Quelle: Statistisches Bundesamt

Laut einer Repräsentativbefragung der Bundeszentrale für gesundheitliche Aufklärung von 14- bis 17-Jährigen und ihren Eltern aus dem Jahr 2006 werden drei von vier Mädchen aber nur zwei von drei Jungen von ihren Eltern aufgeklärt. Auch eine konkrete Verhütungsberatung erfahren ebenfalls immer noch mehr Mädchen (70 Prozent) als Jungen (60 Prozent).

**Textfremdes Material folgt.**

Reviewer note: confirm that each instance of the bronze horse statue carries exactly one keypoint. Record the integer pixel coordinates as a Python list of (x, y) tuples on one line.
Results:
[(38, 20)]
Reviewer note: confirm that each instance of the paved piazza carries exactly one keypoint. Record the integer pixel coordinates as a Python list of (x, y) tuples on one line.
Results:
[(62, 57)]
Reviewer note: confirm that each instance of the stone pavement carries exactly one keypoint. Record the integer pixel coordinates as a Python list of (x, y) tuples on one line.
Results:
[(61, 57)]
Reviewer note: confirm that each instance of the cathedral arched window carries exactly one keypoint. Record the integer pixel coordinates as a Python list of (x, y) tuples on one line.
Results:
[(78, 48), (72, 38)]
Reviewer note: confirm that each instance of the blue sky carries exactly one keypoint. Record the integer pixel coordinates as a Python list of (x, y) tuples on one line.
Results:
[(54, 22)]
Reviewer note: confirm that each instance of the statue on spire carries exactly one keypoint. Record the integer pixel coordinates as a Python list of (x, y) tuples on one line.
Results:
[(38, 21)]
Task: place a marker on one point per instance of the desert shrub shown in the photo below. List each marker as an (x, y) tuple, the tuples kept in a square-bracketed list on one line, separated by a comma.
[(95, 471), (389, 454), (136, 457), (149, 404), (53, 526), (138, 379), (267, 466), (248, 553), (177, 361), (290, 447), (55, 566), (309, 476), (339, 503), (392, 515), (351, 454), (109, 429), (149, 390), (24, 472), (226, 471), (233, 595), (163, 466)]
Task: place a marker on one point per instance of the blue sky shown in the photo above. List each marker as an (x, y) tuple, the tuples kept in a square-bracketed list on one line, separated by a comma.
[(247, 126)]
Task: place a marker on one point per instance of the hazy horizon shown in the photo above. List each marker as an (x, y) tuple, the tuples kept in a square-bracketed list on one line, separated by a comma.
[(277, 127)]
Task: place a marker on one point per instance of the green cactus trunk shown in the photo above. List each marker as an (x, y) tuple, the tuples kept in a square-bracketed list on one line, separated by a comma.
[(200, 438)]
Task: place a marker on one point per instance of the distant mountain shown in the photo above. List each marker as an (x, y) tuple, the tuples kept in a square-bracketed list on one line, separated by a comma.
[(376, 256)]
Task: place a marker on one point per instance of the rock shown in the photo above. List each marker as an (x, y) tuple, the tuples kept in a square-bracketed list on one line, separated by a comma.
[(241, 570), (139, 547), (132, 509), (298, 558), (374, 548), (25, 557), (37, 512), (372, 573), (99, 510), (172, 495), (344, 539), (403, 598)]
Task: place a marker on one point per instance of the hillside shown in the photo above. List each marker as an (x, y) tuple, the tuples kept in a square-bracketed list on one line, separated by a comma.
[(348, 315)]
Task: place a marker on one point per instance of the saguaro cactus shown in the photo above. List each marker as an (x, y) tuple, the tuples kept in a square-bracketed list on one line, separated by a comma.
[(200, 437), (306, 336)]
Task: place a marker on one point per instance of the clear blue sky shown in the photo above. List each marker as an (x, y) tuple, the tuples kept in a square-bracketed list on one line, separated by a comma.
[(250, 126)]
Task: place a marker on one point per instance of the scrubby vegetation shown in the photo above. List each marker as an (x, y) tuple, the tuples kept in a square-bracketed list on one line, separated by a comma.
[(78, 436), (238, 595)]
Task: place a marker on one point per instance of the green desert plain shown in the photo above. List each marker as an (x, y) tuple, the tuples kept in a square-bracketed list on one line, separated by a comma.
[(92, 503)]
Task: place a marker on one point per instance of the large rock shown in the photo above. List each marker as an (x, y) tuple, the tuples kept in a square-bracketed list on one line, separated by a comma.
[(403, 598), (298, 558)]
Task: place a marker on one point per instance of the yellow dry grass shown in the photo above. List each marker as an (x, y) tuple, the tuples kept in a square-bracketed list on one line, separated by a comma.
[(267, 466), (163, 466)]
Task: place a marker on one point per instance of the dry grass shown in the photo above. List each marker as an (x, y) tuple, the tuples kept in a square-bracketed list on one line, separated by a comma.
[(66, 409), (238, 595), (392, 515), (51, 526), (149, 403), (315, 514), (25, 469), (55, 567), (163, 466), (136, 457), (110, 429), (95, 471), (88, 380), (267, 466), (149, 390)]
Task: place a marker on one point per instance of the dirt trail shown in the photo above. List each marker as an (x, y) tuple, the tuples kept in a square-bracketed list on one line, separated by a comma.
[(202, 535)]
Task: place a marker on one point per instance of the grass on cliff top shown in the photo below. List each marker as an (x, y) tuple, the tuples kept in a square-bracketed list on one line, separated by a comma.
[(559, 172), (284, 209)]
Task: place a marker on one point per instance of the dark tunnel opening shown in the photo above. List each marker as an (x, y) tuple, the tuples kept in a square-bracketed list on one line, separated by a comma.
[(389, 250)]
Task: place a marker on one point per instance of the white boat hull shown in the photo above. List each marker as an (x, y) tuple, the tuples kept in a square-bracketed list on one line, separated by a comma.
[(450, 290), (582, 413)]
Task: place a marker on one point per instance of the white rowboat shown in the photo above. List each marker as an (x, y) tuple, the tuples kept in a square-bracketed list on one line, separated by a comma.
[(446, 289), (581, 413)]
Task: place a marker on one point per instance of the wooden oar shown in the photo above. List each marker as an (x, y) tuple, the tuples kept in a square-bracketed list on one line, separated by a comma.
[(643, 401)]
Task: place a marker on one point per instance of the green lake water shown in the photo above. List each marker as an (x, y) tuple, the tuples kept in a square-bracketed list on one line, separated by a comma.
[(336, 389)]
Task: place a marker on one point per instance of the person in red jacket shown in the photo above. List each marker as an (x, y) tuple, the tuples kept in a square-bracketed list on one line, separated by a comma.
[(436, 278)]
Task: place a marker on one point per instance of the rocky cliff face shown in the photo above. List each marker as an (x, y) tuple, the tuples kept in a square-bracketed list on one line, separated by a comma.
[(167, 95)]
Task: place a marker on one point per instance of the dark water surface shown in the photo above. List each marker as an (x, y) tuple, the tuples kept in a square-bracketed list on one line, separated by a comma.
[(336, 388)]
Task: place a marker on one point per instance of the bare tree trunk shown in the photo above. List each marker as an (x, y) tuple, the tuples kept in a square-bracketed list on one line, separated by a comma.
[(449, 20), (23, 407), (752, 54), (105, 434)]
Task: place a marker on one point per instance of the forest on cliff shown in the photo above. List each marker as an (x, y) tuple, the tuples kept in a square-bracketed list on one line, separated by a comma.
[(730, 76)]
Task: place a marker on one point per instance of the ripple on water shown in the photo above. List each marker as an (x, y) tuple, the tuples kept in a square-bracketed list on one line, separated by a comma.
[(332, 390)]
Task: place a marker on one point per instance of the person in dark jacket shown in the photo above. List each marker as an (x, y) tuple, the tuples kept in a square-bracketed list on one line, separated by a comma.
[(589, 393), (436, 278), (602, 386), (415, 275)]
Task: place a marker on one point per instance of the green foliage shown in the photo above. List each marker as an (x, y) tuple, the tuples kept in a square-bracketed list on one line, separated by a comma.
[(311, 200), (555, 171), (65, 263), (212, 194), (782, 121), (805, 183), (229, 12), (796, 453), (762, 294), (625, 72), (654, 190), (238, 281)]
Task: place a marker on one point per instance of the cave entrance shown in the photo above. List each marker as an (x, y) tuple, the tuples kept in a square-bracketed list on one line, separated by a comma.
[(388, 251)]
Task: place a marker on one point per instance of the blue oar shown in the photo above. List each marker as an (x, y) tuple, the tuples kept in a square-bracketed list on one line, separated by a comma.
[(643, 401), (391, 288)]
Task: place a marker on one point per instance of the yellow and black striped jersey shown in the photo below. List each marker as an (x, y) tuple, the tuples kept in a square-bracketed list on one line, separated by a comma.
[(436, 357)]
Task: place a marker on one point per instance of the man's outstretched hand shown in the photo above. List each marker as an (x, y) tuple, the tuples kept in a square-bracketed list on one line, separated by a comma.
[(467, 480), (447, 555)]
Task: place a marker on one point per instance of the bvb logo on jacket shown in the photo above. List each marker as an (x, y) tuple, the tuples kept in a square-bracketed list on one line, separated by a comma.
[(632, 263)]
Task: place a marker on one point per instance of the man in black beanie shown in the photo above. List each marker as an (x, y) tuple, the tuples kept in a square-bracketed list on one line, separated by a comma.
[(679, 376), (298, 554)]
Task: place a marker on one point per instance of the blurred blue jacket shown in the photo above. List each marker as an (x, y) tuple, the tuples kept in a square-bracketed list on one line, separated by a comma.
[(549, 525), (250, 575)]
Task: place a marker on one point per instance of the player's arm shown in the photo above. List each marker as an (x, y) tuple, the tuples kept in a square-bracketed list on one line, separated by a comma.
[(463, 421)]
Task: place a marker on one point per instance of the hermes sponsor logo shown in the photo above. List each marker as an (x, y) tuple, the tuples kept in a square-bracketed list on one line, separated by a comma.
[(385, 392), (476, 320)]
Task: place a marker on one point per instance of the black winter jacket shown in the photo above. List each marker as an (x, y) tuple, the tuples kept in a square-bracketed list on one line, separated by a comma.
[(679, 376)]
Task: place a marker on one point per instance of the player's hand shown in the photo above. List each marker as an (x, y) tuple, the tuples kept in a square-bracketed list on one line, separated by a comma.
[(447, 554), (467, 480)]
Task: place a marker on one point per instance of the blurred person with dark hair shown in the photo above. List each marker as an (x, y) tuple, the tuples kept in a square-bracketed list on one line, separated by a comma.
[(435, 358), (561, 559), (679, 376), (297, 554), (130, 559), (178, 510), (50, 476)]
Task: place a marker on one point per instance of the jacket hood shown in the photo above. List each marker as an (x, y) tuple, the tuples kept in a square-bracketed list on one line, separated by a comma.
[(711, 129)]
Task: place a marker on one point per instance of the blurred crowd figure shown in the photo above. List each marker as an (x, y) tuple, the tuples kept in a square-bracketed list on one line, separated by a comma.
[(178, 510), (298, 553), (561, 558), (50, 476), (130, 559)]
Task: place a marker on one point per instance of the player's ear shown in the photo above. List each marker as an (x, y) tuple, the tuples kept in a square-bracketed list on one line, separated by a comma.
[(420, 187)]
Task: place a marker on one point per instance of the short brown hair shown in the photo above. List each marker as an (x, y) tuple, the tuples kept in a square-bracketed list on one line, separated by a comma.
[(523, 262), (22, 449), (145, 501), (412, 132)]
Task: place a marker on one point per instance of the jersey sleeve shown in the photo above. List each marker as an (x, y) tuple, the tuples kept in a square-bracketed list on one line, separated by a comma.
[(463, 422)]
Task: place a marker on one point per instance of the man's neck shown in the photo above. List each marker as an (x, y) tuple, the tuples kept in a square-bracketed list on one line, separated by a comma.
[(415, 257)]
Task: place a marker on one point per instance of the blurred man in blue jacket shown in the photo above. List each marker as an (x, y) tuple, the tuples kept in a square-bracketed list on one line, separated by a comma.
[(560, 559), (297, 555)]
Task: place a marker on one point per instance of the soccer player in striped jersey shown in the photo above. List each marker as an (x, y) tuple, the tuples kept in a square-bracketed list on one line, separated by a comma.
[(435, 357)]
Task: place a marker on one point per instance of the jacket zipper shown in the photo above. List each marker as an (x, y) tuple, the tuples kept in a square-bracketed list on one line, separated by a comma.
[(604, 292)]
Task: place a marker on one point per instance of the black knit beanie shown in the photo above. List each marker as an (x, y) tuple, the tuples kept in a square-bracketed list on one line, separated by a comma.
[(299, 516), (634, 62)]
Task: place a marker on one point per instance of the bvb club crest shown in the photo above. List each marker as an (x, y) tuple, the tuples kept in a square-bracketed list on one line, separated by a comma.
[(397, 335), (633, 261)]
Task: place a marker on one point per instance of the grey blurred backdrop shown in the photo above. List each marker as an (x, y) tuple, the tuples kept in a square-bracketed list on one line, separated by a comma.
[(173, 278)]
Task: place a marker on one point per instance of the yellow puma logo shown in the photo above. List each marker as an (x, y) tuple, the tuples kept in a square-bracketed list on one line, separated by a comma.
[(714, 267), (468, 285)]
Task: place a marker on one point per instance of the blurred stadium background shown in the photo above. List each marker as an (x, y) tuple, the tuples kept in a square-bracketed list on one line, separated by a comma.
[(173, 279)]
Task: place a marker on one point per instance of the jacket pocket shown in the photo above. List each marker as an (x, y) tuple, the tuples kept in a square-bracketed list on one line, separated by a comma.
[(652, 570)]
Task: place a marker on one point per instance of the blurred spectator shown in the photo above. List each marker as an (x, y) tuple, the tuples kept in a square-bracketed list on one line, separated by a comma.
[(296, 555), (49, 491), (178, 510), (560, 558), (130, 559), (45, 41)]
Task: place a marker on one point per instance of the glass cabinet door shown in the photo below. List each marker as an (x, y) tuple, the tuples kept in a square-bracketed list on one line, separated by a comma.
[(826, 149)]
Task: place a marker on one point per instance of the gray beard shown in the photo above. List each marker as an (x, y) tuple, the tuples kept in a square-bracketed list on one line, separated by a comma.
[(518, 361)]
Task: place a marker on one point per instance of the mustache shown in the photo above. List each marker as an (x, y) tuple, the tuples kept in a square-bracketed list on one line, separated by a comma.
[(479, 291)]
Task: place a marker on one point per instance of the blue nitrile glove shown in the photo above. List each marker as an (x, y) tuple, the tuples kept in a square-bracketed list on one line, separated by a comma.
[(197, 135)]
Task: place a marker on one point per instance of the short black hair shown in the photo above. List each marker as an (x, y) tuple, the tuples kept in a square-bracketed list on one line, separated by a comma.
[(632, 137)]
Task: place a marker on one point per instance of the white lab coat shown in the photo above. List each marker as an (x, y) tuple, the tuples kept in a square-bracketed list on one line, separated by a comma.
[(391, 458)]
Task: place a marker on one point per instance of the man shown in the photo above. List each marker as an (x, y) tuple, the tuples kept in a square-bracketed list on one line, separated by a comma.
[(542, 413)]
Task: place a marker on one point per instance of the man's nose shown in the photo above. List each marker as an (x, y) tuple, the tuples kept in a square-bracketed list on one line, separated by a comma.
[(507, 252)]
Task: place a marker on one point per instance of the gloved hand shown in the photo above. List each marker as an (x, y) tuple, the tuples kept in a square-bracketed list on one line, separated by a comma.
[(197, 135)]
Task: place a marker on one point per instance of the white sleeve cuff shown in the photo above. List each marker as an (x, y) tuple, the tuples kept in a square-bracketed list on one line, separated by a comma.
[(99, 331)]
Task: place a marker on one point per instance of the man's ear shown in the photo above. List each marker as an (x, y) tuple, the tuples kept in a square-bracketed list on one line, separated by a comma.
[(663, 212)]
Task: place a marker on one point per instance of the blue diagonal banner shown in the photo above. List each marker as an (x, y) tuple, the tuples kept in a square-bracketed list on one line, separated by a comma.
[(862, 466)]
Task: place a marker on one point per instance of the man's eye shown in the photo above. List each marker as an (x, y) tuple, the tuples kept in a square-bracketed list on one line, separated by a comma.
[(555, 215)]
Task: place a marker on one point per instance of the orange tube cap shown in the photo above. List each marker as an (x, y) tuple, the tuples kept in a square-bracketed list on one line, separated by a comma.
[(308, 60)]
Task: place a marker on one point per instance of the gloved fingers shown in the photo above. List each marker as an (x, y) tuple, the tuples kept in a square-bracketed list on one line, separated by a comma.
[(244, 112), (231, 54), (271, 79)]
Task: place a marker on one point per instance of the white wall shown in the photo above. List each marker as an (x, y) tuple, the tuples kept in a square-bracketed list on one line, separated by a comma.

Der Schulunterricht ist für Jungen die häufigste Quelle für ihre Kenntnisse über Sexualität, für Mädchen die zweithäufigste. Vor allem jüngere Schülerinnen und Schüler wünschen sich Lehrerinnen und Lehrer als Wissensvermittler.

Frühes Verständnis

Für ein Kind sollten die vielfältigen und teilweise verunsichernden Pubertätsentwicklungen von Körper und Seele vorhersehbar und in ihren zeitlichen Abläufen und Sinnhaftigkeiten verständlich sein. Die Begeisterungsfähigkeit und Neugier von Grundschulkindern macht es leicht, Staunen über die Fähigkeiten des Körpers zu wecken und damit verbunden, Stolz und Selbstvertrauen aufzubauen.

Dr. med. Marion Mittag, Ärztliche Gesellschaft zur Gesundheitsförderung der Frau

Kinder profitieren

Viele Kinder profitieren von der Möglichkeit, den Patenärztinnen und Patenärzten auch geschlechtergetrennt Fragen rund um die Sexualität stellen zu können.